Kentucky Miner’s Family Wins Increased Death Benefits

January 23, 2006

The family of an underground coal miner killed in a rock fall is entitled to increased death benefits because the company he worked for had violated several mine safety laws, the Supreme Court ruled last week.

Ronnie Charles was killed in 1999 while working for South Akers Mining Co. at Myra in Pike County. A layer of rocks fell on him from an improperly supported mine.

The unanimous Supreme Court ruling upheld previous decisions by the Court of Appeals, the state Workers’ Compensation Board and an administrative law judge that AIG/AIU Insurance Co. of Pittsburgh should pay an additional 15 percent in workers compensation benefits to Charles’ widow and child.

Legal advocates for miners say the importance of the ruling goes beyond the coal industry.

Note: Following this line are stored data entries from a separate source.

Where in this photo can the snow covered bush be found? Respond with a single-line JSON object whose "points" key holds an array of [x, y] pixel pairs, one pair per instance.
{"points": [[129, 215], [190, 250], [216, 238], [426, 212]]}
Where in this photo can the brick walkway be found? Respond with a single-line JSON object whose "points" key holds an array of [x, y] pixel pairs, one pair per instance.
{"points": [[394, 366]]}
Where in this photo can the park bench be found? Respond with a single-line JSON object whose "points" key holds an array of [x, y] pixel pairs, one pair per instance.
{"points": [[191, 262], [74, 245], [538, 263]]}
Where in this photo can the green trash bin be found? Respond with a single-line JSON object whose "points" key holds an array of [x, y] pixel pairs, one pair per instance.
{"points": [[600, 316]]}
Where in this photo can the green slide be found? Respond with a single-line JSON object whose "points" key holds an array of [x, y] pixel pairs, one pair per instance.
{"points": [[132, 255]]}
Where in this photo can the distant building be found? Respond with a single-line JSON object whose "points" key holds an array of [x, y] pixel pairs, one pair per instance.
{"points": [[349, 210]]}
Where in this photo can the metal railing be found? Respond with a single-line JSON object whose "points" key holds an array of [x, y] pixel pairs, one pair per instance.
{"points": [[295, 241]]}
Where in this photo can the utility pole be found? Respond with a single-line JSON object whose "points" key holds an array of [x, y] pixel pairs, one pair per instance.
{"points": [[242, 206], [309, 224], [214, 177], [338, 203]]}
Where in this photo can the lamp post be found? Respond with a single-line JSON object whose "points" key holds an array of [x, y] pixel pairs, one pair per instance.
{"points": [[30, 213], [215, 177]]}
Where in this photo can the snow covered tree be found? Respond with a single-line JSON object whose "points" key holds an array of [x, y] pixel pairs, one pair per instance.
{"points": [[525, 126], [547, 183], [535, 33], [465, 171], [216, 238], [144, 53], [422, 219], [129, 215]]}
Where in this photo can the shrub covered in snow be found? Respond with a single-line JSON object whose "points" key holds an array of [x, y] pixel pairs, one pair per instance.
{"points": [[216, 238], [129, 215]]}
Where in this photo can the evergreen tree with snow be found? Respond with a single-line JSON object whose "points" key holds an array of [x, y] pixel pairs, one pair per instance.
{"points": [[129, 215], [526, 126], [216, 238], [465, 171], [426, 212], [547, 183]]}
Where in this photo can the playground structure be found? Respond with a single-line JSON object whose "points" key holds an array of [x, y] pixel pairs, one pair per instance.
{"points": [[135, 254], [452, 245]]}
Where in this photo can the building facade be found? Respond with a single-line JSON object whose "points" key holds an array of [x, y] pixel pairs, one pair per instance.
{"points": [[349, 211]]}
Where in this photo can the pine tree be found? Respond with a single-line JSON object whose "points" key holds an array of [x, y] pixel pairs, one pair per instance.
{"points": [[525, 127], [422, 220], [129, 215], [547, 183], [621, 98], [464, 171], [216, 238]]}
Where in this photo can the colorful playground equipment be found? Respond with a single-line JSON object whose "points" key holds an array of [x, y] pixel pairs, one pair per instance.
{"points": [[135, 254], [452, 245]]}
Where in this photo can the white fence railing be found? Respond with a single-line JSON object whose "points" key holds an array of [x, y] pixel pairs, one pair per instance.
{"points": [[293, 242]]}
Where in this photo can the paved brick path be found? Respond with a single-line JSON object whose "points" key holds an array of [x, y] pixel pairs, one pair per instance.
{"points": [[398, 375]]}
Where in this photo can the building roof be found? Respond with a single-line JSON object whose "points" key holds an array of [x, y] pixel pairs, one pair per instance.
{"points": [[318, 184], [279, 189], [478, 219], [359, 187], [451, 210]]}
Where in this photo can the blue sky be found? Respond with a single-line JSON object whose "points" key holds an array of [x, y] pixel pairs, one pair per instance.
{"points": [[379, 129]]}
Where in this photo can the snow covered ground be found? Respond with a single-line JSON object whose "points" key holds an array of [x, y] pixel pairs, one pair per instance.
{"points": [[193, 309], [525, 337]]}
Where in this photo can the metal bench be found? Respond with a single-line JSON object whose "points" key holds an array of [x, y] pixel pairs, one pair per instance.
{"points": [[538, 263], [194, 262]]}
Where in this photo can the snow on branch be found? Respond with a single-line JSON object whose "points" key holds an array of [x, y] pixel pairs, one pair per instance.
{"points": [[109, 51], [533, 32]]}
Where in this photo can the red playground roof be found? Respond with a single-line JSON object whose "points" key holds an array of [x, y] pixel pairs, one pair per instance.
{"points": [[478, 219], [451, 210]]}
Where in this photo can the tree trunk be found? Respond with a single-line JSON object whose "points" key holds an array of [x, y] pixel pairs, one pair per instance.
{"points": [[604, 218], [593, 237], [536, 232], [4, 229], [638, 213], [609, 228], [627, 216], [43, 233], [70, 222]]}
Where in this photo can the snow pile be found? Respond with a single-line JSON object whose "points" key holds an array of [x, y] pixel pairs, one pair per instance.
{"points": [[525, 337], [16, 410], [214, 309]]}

“If there is a worker injured due to an intentional safety violation in any other industry, this ruling would apply to that situation as well,” said Steve Sanders, head of the Citizens Appalachian Law Center in Prestonsburg.

The Kentucky Mine Safety Review Commission said after Charles’ death that company supervisors placed a higher priority on recovering coal than on safety by ordering the miner to illegally work in an area susceptible to a roof collapse.

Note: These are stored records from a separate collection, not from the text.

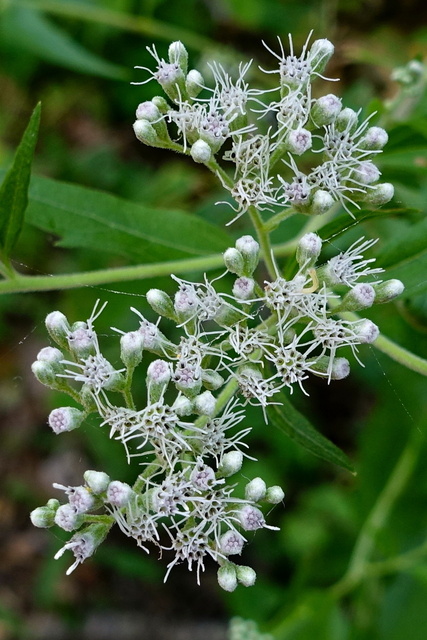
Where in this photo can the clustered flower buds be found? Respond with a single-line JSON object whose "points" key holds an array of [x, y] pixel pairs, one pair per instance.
{"points": [[188, 440], [340, 144]]}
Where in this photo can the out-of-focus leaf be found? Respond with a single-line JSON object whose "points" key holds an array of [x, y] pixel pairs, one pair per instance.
{"points": [[83, 217], [25, 29], [404, 614], [406, 258], [134, 564], [14, 188], [316, 616], [286, 418], [344, 223]]}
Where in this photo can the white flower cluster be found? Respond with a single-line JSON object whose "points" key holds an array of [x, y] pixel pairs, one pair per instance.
{"points": [[187, 437], [335, 142], [241, 629]]}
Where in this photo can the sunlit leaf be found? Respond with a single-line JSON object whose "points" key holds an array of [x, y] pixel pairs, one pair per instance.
{"points": [[27, 30], [95, 220], [14, 188]]}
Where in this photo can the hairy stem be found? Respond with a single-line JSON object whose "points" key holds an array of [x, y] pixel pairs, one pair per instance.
{"points": [[264, 241], [365, 544]]}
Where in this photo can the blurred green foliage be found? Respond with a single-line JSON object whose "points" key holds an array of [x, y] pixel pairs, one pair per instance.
{"points": [[77, 58]]}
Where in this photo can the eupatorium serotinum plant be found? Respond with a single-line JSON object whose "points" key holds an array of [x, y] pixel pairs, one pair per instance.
{"points": [[292, 153]]}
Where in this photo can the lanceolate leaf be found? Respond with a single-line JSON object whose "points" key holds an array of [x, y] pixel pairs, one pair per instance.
{"points": [[344, 223], [286, 418], [405, 258], [95, 220], [27, 30], [14, 188]]}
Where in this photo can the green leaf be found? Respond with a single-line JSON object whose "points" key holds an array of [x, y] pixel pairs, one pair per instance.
{"points": [[14, 188], [91, 219], [406, 258], [316, 616], [286, 418], [25, 29], [344, 223]]}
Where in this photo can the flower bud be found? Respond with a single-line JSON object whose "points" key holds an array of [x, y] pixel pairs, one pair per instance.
{"points": [[227, 578], [183, 406], [249, 248], [203, 477], [119, 493], [346, 120], [43, 517], [251, 518], [321, 203], [146, 133], [152, 338], [320, 53], [298, 141], [194, 83], [204, 404], [158, 377], [322, 366], [255, 490], [58, 327], [178, 55], [84, 544], [81, 500], [231, 543], [161, 303], [97, 481], [325, 110], [45, 374], [233, 260], [131, 349], [201, 152], [244, 288], [87, 398], [81, 340], [67, 518], [361, 296], [274, 495], [374, 139], [366, 331], [308, 250], [52, 357], [65, 419], [366, 173], [188, 378], [246, 576], [388, 290], [161, 104], [379, 195], [185, 303], [148, 111], [230, 464]]}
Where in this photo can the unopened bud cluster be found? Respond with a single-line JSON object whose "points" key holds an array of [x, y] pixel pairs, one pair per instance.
{"points": [[267, 131], [188, 442]]}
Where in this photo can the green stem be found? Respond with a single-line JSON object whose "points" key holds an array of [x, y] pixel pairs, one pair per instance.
{"points": [[136, 24], [401, 355], [275, 220], [127, 391], [6, 268], [103, 276], [365, 544], [264, 241], [393, 350], [401, 562]]}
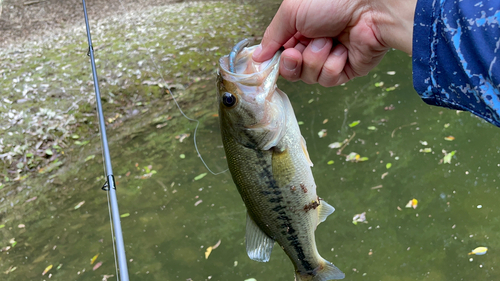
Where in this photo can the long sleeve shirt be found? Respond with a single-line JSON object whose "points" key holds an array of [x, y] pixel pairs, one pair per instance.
{"points": [[456, 55]]}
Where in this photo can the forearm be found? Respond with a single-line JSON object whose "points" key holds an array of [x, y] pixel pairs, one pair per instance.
{"points": [[394, 21]]}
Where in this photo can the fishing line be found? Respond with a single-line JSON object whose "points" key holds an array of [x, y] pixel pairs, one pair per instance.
{"points": [[173, 98]]}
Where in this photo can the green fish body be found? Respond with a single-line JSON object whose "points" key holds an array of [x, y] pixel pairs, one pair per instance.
{"points": [[270, 165]]}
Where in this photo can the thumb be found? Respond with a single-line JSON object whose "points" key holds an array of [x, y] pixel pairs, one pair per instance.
{"points": [[279, 31]]}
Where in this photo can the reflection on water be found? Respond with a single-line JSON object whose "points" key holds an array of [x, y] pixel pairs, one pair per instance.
{"points": [[173, 218]]}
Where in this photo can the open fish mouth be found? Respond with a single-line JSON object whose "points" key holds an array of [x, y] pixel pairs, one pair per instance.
{"points": [[235, 51]]}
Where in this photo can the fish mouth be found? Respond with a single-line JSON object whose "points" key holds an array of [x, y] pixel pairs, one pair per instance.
{"points": [[235, 51], [236, 67]]}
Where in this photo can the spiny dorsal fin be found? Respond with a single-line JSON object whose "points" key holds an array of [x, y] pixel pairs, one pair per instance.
{"points": [[259, 245]]}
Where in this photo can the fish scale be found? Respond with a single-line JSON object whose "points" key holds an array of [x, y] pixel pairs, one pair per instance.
{"points": [[269, 163]]}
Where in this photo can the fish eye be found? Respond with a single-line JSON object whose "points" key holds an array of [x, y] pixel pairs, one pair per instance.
{"points": [[228, 99]]}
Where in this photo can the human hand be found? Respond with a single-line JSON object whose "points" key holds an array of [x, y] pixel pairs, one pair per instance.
{"points": [[331, 42]]}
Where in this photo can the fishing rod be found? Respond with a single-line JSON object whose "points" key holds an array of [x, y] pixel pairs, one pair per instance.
{"points": [[110, 182]]}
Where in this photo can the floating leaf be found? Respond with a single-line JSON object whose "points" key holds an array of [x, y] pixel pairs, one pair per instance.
{"points": [[97, 265], [92, 260], [79, 205], [479, 251], [335, 145], [81, 143], [208, 251], [47, 269], [359, 218], [322, 133], [412, 203], [211, 248], [447, 157], [353, 156], [355, 123], [200, 176], [90, 157]]}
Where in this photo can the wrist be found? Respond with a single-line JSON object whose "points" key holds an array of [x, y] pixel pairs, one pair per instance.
{"points": [[394, 21]]}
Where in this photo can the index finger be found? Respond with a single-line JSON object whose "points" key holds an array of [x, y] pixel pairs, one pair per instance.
{"points": [[279, 31]]}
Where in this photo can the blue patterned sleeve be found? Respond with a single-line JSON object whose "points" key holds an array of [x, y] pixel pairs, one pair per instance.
{"points": [[456, 55]]}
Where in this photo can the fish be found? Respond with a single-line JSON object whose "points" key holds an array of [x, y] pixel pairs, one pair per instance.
{"points": [[269, 164]]}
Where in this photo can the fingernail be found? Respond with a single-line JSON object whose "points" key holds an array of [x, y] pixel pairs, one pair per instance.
{"points": [[318, 44], [257, 52], [339, 50], [289, 64]]}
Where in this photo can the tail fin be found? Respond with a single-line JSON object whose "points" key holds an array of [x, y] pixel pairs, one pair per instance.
{"points": [[327, 271]]}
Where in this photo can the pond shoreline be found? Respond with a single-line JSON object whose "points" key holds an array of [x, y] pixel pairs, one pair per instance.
{"points": [[48, 106]]}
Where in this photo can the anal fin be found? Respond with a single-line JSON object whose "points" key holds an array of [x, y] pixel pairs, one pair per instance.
{"points": [[259, 245], [324, 210]]}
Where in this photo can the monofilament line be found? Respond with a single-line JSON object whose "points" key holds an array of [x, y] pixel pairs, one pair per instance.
{"points": [[141, 42]]}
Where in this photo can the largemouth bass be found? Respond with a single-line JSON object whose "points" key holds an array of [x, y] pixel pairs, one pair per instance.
{"points": [[270, 165]]}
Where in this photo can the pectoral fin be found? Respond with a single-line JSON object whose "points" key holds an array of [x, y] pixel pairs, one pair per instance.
{"points": [[304, 149], [259, 245], [324, 210]]}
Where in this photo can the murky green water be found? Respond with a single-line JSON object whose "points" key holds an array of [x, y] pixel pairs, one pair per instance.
{"points": [[173, 219]]}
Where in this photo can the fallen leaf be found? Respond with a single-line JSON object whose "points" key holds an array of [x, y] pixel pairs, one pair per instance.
{"points": [[200, 176], [335, 145], [359, 218], [79, 205], [355, 123], [208, 251], [479, 251], [97, 265], [412, 203], [322, 133], [447, 156], [92, 260], [47, 269]]}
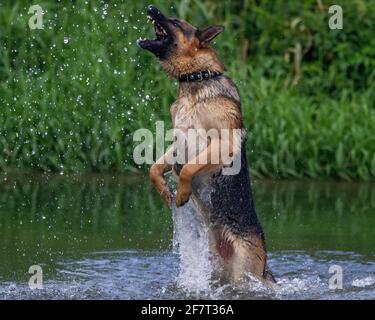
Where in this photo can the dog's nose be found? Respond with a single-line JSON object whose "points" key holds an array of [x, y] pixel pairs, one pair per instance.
{"points": [[154, 12]]}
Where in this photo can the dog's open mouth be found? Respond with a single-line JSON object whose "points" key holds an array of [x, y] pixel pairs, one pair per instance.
{"points": [[161, 31]]}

The commission revoked the credentials of two of the company’s mine managers after the accident.

In the Supreme Court case, the question was whether an insurance carrier is responsible for paying increased death benefits under Kentucky’s workers’ compensation law if an insurance policy says otherwise.

AIG/AIU Insurance argued that terms of the policy with South Akers Mining excluded such coverage. The insurance policy spelled out that South Akers Mining would be responsible for payment in excess of benefits paid out by workers’ compensation law if the company breaks safety laws or regulations.

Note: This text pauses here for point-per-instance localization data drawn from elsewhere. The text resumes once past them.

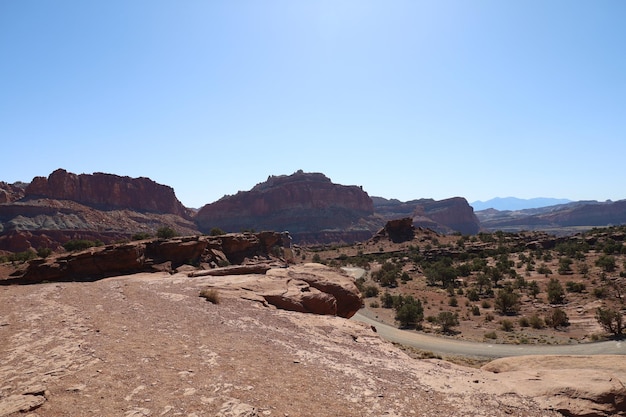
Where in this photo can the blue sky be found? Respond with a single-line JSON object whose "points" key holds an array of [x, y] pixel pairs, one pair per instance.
{"points": [[410, 99]]}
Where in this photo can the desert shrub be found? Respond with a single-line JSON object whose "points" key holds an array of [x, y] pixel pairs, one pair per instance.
{"points": [[506, 325], [216, 231], [507, 301], [387, 300], [453, 302], [447, 320], [409, 311], [166, 232], [606, 262], [600, 292], [544, 270], [441, 271], [222, 263], [472, 295], [555, 292], [533, 289], [387, 275], [557, 318], [611, 320], [536, 322], [210, 294], [575, 286], [565, 265]]}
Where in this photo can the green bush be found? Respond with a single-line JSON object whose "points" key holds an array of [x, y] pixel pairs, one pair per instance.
{"points": [[506, 325], [556, 295], [536, 322], [557, 318], [388, 274], [447, 320], [409, 311], [575, 286]]}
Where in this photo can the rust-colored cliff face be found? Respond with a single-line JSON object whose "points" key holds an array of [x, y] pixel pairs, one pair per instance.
{"points": [[10, 192], [454, 213], [300, 203], [443, 216], [108, 191]]}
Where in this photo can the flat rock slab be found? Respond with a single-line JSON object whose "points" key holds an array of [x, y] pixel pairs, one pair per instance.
{"points": [[20, 403]]}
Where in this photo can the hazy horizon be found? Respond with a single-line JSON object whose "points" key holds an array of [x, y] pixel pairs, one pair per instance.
{"points": [[409, 99]]}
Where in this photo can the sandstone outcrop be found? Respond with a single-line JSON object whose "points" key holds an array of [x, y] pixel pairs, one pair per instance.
{"points": [[563, 216], [108, 191], [149, 255], [398, 231], [300, 203], [146, 344], [305, 288], [572, 385], [443, 216], [11, 192]]}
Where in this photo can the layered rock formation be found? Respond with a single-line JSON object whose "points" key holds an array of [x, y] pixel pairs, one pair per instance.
{"points": [[443, 216], [559, 217], [51, 211], [300, 203], [107, 191], [11, 192], [307, 288], [151, 255]]}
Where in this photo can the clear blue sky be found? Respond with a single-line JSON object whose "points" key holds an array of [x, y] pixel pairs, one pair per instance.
{"points": [[410, 99]]}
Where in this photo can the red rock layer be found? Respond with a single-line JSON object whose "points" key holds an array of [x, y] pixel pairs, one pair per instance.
{"points": [[108, 191]]}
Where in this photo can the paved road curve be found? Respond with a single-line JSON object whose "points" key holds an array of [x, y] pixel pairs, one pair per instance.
{"points": [[446, 346]]}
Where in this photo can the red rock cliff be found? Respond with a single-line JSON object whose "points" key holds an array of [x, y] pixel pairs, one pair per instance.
{"points": [[108, 191], [300, 203]]}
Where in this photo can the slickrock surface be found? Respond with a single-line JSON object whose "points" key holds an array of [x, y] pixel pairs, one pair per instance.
{"points": [[573, 385], [148, 345]]}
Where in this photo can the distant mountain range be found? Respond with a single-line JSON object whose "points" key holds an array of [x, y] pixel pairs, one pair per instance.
{"points": [[514, 203]]}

Dennis R. McGlincy, a Louisville attorney representing the insurance company, argued that the state law requiring increased compensation was enacted to promote workplace safety by penalizing companies for safety violations. Therefore, he said, money paid out under the statute is a penalty for which the company is liable, rather than compensation to an injured worker or surviving family members.

The Supreme Court disagreed, saying the payment of increased benefits is not punitive but merely serves to compensate the victim.